As the keynotes continued, there were too many cheesy science fiction and pseudo-science references to list, from a Star Trek original series captain's chair and yeoman in uniform, to arranging the number of announcements to be 42 (the answer to "Life, the universe and everything," from The Hitchhiker's Guide to the Galaxy, which Pat Gelsinger mangled to Hitchhiker's Guide to the Universe). The room set up to preview the all-flash array from newly acquired Israeli startup XtremIO was even labeled "Area 51," with signs declaring members of the media "will be banned from this session"--which, of course, included this humble reporter.
My personal favorite was the reference to data half-life. In physics, the half-life of an element is the time it takes for half of it to decay into another substance. If I were EMC, I would try to avoid ever putting the idea of decaying data into my customers' minds.
As I mentioned, I was struck that along with the expected performance boost, upgrading to newer Xeons has brought EMC the added ability to virtualize external storage behind its flagship VMAX arrays.
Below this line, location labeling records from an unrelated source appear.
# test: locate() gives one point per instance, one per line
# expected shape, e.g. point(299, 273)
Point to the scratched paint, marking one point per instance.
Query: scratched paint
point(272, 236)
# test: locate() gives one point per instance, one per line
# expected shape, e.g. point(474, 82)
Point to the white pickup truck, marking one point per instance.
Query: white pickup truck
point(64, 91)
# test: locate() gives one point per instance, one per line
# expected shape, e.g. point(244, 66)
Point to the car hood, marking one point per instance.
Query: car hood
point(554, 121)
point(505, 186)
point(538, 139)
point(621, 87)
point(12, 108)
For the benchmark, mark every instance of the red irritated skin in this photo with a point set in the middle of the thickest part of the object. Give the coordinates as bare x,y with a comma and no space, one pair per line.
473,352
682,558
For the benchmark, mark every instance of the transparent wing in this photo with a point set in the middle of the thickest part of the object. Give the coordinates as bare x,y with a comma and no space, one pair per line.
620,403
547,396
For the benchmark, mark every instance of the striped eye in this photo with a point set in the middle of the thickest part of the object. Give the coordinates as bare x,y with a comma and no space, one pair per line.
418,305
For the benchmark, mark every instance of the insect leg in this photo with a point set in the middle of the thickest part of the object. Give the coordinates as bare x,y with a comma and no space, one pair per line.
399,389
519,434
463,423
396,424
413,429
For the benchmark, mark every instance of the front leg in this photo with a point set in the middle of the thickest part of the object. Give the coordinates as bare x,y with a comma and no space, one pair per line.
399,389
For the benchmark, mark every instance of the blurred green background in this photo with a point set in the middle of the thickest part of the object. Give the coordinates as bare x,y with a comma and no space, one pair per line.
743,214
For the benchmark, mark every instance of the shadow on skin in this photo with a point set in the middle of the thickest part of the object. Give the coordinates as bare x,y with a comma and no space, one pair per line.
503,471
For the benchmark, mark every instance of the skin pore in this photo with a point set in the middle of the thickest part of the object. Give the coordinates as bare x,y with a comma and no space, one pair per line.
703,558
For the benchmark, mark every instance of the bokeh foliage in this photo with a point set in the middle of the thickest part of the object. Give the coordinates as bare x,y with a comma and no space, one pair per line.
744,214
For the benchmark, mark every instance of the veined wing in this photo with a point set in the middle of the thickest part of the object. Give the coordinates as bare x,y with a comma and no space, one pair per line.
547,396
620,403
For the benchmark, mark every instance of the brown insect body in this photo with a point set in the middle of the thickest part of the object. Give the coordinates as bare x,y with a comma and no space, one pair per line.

This feature, Hitachi Data Systems blogger Claus Mikkelsen was happy to point out, has been the key feature of Hitachi's USP and VSP arrays for several years.
The other interesting case of EMC learning from its competitors is the rewrite of the midrange VNX unified storage system's snapshot mechanism. It had used the copy-on-write method, which had a significant performance impact and limited the VNX to eight snapshots per volume; it now uses the redirect-on-write method used by NetApp, which has significantly less overhead.
Some may think that the adoption of features and technologies your competitors used as key differentiators is a low form of copycat-ism. I think it takes a certain humility to realize your competitor actually had a good idea and add it to your product.
EMC's execs compared the company's myriad uses of flash to Baskin-Robbins' 31 flavors. Now with the release of VFcache, the product formerly known as Project Lightning, hints about to follow on shared- flash "server area network" Project Thunder and XtremIO, EMC does seem to have all the flash bases covered. Until this week, EMC may have had 31 use models for flash, but they were all rooted in the very expensive SLC version. That's now joined by the more affordable eMLC in some arrays.
While we weren't rewarded with a single blockbuster announcement (the closest was the XtremIO acquisition just before the show) at EMC World, this year's assembly of some 15,000 of the EMC faithful brought the kind of incremental improvements we all need.